Oleh karena itu, Asaki menilai bahwa kebijakan hambatan perdagangan berupa Bea Masuk Anti Dumping (BMAD) harus didukung penuh untuk melindungi industri domestik, mengingat kebijakan itu sudah sesuai dengan regulasi Organisasi Perdagangan Dunia (World Trade Organization/WTO).
“BMAD harus didukung penuh karena merupakan instrumen perlindungan terhadap industri dalam negeri yang mana sesuai dengan aturan WTO,” katanya.
Asaki menyayangkan ada sekelompok tertentu yang tidak suka kebijakan BMAD untuk produk keramik impor dijalankan.
“Asaki juga merasakan adanya kelompok tertentu yang tidak suka industri keramik nasional menjadi tuan rumah yang baik di negeri sendiri,” jelasnya.
Lebih lanjut, ia berargumen kebijakan BMAD turut bisa melindungi konsumen dalam negeri, itu karena selama ini masyarakat disuguhkan keramik impor dengan harga dumping atau penurunan harga di bawah rata-rata (predatory pricing) dengan kualitas di bawah standar nasional.
“Adanya pengurangan kualitas seperti salah satu contohnya penurunan ketebalan keramik yang sebelumnya 1 cm menjadi 7 mm. Ini tentu mempengaruhi kekuatan dari keramik itu sendiri yakni bending dan breaking strength-nya menurun,” tutur Edy.
Sebagai informasi, pemerintah melalui Kementerian Perdagangan menggunakan otoritas yang dimiliki untuk melindungi dan menyelamatkan industri dalam negeri melalui pengenaan BMAD dan Bea Masuk Tindakan Pengamanan (BMTP) atau “safeguard”.
Tujuh sektor yang hendak dikenai hambatan perdagangan itu yakni, tekstil dan produk tekstil (TPT), pakaian jadi, keramik, elektronik, kosmetik, barang tekstil jadi serta alas kaki.
Penyelidikan serta penerapan BMAD dan BMTP berhubungan dengan produk-produk impor yang berkaitan erat dengan bahan baku untuk industri di dalam negeri.
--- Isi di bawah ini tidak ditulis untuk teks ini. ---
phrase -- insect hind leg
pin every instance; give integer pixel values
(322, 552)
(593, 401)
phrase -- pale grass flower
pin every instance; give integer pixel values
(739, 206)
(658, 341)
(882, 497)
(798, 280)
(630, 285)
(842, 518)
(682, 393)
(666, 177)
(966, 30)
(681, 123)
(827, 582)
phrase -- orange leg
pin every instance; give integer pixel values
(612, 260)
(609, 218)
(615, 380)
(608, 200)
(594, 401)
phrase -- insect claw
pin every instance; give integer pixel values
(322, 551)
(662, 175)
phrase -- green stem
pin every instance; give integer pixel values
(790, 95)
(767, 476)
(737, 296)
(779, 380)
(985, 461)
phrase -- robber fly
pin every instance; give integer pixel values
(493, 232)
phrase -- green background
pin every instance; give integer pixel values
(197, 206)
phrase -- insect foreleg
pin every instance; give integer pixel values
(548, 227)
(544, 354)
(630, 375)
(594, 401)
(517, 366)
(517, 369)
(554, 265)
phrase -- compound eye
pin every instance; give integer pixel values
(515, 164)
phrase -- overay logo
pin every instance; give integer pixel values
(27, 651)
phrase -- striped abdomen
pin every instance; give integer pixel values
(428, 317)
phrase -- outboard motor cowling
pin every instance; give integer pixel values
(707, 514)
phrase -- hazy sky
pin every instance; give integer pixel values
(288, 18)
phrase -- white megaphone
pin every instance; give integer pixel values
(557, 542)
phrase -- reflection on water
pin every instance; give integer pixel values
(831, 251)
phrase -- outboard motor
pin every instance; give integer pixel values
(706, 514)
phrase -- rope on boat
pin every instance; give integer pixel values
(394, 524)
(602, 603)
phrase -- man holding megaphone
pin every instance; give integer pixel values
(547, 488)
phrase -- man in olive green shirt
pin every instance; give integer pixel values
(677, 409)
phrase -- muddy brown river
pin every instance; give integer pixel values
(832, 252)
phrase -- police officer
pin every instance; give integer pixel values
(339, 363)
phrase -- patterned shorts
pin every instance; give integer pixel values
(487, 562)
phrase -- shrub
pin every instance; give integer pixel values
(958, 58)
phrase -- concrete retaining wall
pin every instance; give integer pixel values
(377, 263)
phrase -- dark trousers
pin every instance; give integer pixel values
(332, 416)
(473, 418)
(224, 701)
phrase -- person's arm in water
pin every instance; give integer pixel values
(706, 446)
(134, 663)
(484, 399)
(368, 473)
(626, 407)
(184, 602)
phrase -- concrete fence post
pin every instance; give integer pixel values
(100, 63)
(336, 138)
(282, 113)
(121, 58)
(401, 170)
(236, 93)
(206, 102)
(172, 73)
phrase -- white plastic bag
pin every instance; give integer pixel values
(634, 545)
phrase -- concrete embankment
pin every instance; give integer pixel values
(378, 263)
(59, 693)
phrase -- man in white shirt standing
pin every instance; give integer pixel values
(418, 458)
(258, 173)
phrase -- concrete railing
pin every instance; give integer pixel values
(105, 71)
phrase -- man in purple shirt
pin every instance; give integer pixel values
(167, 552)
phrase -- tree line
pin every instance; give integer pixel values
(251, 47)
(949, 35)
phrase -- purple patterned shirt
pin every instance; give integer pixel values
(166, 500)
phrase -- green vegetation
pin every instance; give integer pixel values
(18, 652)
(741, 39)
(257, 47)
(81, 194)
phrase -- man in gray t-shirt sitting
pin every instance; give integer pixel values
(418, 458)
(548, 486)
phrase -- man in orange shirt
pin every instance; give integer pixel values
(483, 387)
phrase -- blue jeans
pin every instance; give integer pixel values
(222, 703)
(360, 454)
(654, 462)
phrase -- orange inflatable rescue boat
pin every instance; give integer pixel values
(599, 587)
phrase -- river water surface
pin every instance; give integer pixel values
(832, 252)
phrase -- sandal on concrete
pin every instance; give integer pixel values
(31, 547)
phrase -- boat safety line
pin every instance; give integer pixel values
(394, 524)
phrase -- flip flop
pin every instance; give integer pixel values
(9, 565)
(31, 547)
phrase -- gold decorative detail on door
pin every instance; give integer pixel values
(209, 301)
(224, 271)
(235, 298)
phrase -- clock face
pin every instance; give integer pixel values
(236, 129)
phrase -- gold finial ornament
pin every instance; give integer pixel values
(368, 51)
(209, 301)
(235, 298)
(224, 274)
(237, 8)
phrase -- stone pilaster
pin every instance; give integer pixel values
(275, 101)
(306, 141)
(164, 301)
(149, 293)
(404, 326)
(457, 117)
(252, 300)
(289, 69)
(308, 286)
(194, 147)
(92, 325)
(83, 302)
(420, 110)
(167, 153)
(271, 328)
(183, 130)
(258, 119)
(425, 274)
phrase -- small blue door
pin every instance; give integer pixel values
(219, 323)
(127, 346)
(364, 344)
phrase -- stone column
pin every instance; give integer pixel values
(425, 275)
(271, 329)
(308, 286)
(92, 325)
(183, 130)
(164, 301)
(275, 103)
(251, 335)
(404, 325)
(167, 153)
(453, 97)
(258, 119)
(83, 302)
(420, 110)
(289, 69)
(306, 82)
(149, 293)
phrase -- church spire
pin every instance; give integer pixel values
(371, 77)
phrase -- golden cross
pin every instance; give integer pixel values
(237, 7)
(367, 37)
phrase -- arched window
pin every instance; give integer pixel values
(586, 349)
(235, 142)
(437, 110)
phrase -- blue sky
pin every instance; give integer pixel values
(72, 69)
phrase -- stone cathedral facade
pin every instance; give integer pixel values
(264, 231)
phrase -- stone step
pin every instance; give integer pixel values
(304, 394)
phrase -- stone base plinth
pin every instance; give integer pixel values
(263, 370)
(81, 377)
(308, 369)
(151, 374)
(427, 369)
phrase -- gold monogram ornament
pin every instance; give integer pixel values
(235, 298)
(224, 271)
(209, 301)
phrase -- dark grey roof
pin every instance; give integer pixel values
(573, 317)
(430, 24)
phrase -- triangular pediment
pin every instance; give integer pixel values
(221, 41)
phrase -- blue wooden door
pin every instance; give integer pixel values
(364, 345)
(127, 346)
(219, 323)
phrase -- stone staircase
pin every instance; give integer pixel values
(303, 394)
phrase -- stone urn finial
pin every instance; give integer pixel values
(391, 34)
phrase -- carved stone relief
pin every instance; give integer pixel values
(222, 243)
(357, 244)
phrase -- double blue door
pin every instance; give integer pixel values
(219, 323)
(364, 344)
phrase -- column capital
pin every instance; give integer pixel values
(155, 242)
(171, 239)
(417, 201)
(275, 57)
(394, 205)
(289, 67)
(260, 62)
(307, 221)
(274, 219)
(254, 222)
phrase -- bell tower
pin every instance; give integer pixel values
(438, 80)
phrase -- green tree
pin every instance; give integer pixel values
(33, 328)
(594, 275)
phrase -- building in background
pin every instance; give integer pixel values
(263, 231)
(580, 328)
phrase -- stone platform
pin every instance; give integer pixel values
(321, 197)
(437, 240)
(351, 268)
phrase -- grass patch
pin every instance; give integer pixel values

BMAD dan BMTP diatur dalam Peraturan Pemerintah Nomor 34 Tahun 2011 tentang Tindakan Anti Dumping, Tindakan Imbalan dan Tindakan Pengamanan Perdagangan.
Perbedaan mendasar antara tindakan anti dumping dan tindakan pengamanan perdagangan terletak pada subjek pengenaannya.
Komite Anti Dumping Indonesia (KADI) sudah merekomendasikan BMAD atas impor ubin keramik yang berasal dari RRT dengan pengenaan tarif maksimal 199,98 persen, untuk menjaga industri keramik dalam negeri.